Quick quiz #2: Which file format has been deposited the most so far?
Publishers can deposit books, music scores or maps without creating a publisher account.
If a publisher creates an account, they will also have the option to register an ongoing title such as a journal, magazine or newsletter.
Let’s start by seeing just how easy it is to deposit an ebook.
The first part of the form gives the publisher a quick summary of their contact details which can easily be edited from the ‘My publisher details’ link on the right.
The maps deposit form also provides fields such as sheet number / designation and scale.
Once the publisher has entered the title details, they can then add the name of the creator.
Multiple creators for people or organisations can be added.
Year of birth is optional.
Next is year of publication and edition details.
You may be surprised to see that this edition of Cloudstreet was published in 2011. Quite a few publishers are keen to deposit their backlist titles as well as new release titles.
If the Library has already received an edeposit title with a matching identifier such as an ISBN, the system will alert the publisher that we already hold this title:
This will help ensure that we don’t receive duplicate titles.

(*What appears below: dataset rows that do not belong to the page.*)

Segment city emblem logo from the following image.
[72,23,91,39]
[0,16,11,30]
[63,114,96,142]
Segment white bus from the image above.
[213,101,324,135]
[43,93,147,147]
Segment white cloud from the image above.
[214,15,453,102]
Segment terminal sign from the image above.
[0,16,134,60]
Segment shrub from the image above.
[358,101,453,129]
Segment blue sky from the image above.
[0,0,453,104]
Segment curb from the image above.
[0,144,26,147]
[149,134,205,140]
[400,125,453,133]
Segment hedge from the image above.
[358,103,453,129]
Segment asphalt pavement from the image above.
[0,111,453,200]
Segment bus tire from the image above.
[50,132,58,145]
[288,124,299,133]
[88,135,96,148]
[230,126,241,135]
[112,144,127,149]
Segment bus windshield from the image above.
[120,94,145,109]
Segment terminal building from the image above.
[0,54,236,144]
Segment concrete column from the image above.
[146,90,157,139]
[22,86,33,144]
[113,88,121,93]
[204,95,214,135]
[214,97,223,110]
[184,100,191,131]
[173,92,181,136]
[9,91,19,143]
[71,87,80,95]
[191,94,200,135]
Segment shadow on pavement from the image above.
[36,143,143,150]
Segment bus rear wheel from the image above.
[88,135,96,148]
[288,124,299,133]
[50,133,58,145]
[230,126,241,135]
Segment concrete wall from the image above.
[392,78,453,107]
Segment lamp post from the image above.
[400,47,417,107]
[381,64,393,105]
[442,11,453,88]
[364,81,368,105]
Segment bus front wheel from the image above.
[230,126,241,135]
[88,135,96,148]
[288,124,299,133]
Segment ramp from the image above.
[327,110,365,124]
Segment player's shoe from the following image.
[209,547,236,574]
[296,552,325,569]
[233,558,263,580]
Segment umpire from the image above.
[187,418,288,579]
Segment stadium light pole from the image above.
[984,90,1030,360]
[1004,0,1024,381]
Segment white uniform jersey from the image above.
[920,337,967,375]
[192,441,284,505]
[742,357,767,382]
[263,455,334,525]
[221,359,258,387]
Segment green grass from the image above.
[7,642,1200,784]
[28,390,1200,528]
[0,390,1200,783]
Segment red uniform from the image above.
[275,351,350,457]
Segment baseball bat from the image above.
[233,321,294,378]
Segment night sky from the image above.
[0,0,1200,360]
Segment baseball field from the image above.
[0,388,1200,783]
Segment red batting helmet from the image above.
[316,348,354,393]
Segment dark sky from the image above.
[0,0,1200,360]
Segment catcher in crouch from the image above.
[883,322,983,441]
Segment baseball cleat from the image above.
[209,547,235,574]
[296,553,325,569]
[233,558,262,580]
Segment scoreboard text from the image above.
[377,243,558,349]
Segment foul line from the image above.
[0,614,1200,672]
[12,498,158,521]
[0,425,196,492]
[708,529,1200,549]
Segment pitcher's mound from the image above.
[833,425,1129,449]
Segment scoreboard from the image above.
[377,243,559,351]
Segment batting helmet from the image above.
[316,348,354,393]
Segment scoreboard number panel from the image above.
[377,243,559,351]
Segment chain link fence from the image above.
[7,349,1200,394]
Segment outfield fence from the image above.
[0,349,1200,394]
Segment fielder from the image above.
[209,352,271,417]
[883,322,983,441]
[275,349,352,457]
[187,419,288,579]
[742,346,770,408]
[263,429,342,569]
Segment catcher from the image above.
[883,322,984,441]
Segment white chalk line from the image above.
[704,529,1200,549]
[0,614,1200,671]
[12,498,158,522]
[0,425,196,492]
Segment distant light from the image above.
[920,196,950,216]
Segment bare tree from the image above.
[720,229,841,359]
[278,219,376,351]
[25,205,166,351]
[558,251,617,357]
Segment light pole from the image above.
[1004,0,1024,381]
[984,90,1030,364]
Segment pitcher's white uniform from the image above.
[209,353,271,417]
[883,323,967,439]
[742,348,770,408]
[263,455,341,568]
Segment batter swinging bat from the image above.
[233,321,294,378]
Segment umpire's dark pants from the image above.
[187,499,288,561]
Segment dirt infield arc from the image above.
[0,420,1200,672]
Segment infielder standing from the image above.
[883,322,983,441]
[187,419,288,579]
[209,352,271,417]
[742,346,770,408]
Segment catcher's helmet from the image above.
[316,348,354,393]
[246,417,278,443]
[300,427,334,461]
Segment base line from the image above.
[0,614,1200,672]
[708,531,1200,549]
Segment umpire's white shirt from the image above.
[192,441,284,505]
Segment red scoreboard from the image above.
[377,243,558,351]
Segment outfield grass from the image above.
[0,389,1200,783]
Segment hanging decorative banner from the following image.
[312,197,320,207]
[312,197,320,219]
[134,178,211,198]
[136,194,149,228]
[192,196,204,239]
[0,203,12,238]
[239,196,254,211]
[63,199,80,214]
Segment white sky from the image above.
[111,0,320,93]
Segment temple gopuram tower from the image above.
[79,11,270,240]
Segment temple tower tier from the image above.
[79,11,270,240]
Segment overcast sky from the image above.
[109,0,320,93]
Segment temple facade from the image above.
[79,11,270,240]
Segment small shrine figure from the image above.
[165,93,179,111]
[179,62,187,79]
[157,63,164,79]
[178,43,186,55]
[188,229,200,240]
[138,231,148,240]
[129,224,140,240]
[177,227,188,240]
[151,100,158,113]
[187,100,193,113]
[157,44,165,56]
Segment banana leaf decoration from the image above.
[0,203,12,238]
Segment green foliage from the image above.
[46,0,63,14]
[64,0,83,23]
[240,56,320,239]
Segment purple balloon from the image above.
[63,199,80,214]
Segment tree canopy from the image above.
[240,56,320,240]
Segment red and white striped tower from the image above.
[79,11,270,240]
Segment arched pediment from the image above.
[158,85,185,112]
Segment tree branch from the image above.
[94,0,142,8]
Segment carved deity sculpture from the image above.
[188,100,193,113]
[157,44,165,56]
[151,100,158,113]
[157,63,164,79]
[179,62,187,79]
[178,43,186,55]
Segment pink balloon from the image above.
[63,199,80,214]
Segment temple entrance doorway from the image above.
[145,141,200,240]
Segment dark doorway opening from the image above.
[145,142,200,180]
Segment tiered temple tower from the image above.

The next section on the form is about access provisions.
We ask publishers to confirm that they have the authority to enter into an access agreement and to confirm whether the publication is commercially available or not.
Data gathered from the commercial availability status will assist us with valuation of the legal deposit digital collections, as well as with providing access to these titles.
Publishers with freely available material can provide the URL
We then ask publishers to choose the level of public access for their titles.
The first option of basic access is intended for commercial publications. Library users will be only able to view the publications from the National Library’s Reading Rooms here in Canberra. It will not be possible to download or copy the files.
The second option of freely available from the Library’s catalogue and Trove is intended for non-commercial publications. Anyone with access to the internet can download and copy the files to their computer or mobile device.
The third option has a 12 month embargo for books, music and maps. This means that the title will only be available onsite at the National Library for the first year before being made freely available. Serial publications have a 6 month embargo.
Access preferences can also be set up in the publisher’s account to save time.
For non-commercial publications, in the future we may be able to provide offsite viewing access these titles.
The next step is uploading the file.
For books, serials and music scores, the edeposit service can accept epub, mobi or pdf files. For maps, we can accept tiffs and pdfs – including fancy ‘geo versions’: ‘geotiff pdf’ ‘geospatial pdf’ or ‘georeferenced pdf’.
Publishers can also upload a cover image as a jpeg or tiff file.
We require files that do not have any digital protection measures so that we can preserve and migrate the content as file formats change over time.
If DRM is detected or if there is a virus, the system will not allow the file to be uploaded.
Publishers can provide any other information about their title such as a summary, abstract or subject heading suggestions.
The final step in the process is to click the green deposit button!
The publisher receives a thank you message and an email confirmation with details of their deposit.
They can then deposit more titles or view a list of their recent deposits. There is also an option to download their deposit history details via a csv spreadsheet.
I will now hand you over to Badra Karunarathna, who will demonstrate what happens once we receive an ebook via the edeposit service.
We ask for some basic bib data in the form, such as the title and ISSN.
The frequency of the publication, and the numbering and publication details of the issue being deposited.
The publisher also fills out an access agreement for the title. Immediate access was chosen for Break o’day which means that the newsletter will be freely available through the Library’s online services.
The publisher then uploads their issue.
At the moment only one issue at a time can be uploaded, however multiple issue uploads are in the making.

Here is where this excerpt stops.